La police a tiré des gaz lacrymogènes au siège du principal parti d'opposition, le parti du congrès du Malawi, cette semaine
La police a tiré des gaz lacrymogènes au siège du principal parti d'opposition, le parti du congrès du Malawi, cette semaine

Le feu des tensions post-électorales couve en latence au Malawi. La police a tiré des gaz lacrymogènes au siège du principal parti d’opposition, le parti du congrès du Malawi, cette semaine.

Le président du Malawi, Peter Mutharika, a mis en garde les dirigeants de l’opposition contre toute incitation à la défense de leurs partisans après deux jours de manifestations dans la capitale, Lilongwe.

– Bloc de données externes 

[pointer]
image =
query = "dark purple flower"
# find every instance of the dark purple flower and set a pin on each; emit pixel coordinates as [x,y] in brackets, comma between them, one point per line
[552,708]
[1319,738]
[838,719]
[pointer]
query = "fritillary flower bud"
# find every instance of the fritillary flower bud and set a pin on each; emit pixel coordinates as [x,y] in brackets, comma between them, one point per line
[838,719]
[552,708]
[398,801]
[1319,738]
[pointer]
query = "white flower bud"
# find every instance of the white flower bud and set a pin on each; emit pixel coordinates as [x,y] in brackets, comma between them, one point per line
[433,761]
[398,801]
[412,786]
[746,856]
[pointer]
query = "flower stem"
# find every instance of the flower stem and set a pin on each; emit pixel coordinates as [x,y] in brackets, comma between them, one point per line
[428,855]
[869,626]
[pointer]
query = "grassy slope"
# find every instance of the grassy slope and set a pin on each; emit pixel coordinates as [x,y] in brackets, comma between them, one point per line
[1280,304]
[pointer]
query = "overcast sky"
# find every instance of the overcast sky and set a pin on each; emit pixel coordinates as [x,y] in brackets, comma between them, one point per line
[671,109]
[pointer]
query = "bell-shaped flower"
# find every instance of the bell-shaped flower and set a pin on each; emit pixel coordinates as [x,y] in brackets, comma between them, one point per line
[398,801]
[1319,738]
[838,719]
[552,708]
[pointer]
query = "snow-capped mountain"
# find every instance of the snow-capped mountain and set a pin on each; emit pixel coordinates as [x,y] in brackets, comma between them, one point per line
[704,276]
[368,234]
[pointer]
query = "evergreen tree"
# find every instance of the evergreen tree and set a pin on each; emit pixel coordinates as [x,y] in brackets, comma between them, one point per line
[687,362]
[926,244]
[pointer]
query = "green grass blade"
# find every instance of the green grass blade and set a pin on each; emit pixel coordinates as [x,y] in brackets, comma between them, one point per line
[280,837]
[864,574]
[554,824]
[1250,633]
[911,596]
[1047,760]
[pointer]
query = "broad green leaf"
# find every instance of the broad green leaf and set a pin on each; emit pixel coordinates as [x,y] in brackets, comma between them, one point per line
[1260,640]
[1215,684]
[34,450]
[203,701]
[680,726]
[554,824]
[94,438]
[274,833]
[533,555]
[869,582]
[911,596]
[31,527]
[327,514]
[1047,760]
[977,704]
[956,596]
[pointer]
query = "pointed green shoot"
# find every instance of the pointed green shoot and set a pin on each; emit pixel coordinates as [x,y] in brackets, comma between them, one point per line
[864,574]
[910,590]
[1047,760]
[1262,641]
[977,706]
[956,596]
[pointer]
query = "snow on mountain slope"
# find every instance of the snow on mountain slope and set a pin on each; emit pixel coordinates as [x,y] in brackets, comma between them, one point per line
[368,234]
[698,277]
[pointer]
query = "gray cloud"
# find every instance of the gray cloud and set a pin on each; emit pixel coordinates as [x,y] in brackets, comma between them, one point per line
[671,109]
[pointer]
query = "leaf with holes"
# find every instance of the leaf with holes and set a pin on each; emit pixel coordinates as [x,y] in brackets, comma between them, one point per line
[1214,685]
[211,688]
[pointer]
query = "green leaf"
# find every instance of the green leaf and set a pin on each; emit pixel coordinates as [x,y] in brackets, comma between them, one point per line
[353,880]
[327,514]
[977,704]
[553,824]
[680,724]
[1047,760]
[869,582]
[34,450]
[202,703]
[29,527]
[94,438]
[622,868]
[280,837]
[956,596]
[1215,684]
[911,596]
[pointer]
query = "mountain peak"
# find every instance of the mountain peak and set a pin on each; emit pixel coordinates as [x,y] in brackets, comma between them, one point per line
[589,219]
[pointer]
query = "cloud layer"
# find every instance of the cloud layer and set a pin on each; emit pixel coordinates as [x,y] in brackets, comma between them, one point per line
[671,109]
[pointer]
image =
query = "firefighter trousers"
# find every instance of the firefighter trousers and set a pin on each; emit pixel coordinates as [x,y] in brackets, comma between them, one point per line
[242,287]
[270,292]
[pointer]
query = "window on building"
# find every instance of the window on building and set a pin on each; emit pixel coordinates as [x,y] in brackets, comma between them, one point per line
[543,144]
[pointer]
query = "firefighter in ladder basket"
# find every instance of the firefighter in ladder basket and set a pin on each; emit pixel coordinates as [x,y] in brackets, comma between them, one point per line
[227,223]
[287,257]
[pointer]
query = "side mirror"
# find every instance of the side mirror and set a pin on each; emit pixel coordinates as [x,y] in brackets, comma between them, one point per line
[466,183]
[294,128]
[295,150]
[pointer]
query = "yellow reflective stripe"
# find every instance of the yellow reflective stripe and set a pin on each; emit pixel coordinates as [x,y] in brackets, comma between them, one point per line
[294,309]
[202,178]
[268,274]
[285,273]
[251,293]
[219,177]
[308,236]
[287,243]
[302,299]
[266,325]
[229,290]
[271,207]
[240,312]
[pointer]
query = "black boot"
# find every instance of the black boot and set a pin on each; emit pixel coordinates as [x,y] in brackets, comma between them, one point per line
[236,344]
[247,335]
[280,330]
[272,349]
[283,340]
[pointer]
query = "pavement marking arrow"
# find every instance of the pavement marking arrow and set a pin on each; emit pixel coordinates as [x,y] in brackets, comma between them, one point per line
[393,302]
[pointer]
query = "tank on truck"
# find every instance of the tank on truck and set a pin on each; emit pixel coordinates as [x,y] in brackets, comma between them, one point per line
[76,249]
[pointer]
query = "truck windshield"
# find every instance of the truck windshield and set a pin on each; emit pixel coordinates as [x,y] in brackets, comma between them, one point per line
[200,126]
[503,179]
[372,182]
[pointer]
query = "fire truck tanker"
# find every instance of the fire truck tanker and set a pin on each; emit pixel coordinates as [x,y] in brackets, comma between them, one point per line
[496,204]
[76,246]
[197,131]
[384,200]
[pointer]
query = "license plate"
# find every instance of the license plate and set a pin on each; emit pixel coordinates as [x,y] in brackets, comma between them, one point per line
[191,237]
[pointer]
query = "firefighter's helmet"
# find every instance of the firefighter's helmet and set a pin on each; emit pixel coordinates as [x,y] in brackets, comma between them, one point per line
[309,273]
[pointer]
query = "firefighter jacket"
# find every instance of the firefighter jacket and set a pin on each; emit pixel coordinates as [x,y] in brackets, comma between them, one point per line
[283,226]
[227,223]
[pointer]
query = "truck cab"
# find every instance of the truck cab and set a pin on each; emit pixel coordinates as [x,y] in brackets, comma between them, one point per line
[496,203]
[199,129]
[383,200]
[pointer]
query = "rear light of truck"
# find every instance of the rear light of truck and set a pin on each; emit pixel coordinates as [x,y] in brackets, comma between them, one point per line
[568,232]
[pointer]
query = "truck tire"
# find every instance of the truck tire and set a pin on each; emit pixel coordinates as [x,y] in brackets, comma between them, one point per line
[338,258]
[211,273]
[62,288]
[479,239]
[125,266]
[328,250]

Dans un discours télévisé et dans des commentaires s’adressant directement au chef de l’opposition, Lazarus Chakwera, M. Mutharika a averti qu’il ne permettrait pas que des manifestations violentes post-électorales se poursuivent.

Il a ajouté que la police et l’armée avaient été déployées pour maintenir l’ordre et la paix.

Jeudi, la police de Lilongwe a utilisé des gaz lacrymogènes pour disperser les partisans de M. Chakwera, qui avait été battu de peu par les élections des mois précédents. L’ambassadeur américain sortant au Malawi a été pris au piège mais s’est échappé indemne .

Des partisans de l’opposition sont descendus dans les rues de la capitale et de plusieurs autres villes pour réclamer l’annulation des résultats des élections.

Ils disent que des irrégularités massives ont été constatées lors du vote.

Deux des challengers du président Mutharika ont engagé des poursuites devant le tribunal afin d’annuler les résultats.